When they were older in life, and Dot was decades deep into her spinsterhood and Grammie had outlived her husband, they were roomies at the house the latter loved so much. Dot had the top floor, my grandmother the ground one. When you visited, it was only a matter of time before Dot would make her descent and call you fat. You’d hear her pacing around upstairs, the beast stirring, and Grammie, knowing what was about to come, would say, “Oh dear,” or sometimes, when the footsteps were really heavy—the portentous tread of a soon-to-be-manifested problem in human form—that would be extended into a “Oh, dear, bread and beer,” which also might have been a shout-out to Teddy in the ether.


The cellar of this house was the stuff of nightmares. There was a coal shoot—very old school—and shadows numberless, such that you thought goblins of some kind or other had to have at least a temporary residence here. You were told—warned—even by Grammie, which was especially worrisome, not to go down there, save when she or Dot wanted something. Then it was cool. Only, it was not cool, because Aunt Dot had created this character named Willie Winkle whom she said lived in the basement. He didn’t just abduct and murder children, but there was this seducing element as well in her narratives on the subject. It felt a little like he was going to do some other things to you that were less than ideal, even so far as basement goblins went.


Nonetheless, if Aunt Dot wanted her cribbage set, she wanted her cribbage set, so with your marching orders, down you would go for a prelude to the hell she spoke of so regularly, and she would carry herself to Grammie’s sink, where she’d take a hammer and bang on the pipes, so that an echo seemingly sourced from the fiery bowels of the earth—from someone who knew fiery bowels—would throb and ring in your brain, as Dot screamed, “Winkle is gonna get you ya! Here he comes!”

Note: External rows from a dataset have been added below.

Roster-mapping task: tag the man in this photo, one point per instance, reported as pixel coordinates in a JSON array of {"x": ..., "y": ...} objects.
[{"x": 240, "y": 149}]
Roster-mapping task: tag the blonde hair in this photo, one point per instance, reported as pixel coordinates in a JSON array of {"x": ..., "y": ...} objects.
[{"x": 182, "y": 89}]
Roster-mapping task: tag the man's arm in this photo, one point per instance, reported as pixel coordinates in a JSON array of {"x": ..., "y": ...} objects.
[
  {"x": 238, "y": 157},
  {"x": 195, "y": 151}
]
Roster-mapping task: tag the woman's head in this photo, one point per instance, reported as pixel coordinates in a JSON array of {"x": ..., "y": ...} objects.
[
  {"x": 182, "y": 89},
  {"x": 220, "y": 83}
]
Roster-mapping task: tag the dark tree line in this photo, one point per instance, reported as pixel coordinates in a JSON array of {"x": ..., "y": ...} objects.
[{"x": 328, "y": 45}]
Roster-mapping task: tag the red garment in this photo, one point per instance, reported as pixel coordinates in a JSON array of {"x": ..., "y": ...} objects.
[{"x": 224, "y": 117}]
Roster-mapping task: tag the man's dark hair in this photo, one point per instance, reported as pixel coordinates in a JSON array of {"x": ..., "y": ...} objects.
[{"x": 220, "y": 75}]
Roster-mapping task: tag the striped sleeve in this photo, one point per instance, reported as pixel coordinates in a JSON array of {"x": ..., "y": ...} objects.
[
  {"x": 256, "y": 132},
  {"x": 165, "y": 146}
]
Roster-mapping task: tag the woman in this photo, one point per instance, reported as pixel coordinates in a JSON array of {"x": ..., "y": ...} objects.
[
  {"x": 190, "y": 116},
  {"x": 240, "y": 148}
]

It is worth noting that on the occasions when Dot tweaked her wrist—for she was also a hypochondriac—Grammie would take her place with the hammer, this being, again, one of the very few things upon which they found accordance. Perhaps Winkle was Teddy’s ghost, for all we knew.


Dot had a way of making bad things you did, that you might not have done, become a self-fulfilling prophesy. She was at our house one time in the Boston suburbs, and I noticed her eyeing me pretty hard, wherever I went. This can’t be good, I thought. I was a small boy then, and as I made my way to the bathroom, Dot followed me, a Gollum-y bloodhound. When I got in there, I reached up to scratch my nose and pick it a little—I might have been six—because I wasn’t keen on using the toilet now that my pursuer had me cornered, but it felt like I should do something, having made the trip and all.


“There it is!” Dot exclaimed. ‘We never do this, never never,” she said, pulling my hand from my nose. “You will bleed!”


She landed so hard on that verb that it felt both Biblical and sourced from some horrific real-life gore scene she had once witnessed, a cruel blood-letting of some other child’s nostrils. My decidedly second-rate grandmother had once bellowed “Blood will tell!” when apprised by my father of my parents’ plan to adopt me, with my blood from elsewhere, so I’m thinking blood was something of a thematic staple—though in various forms—for women of this generation.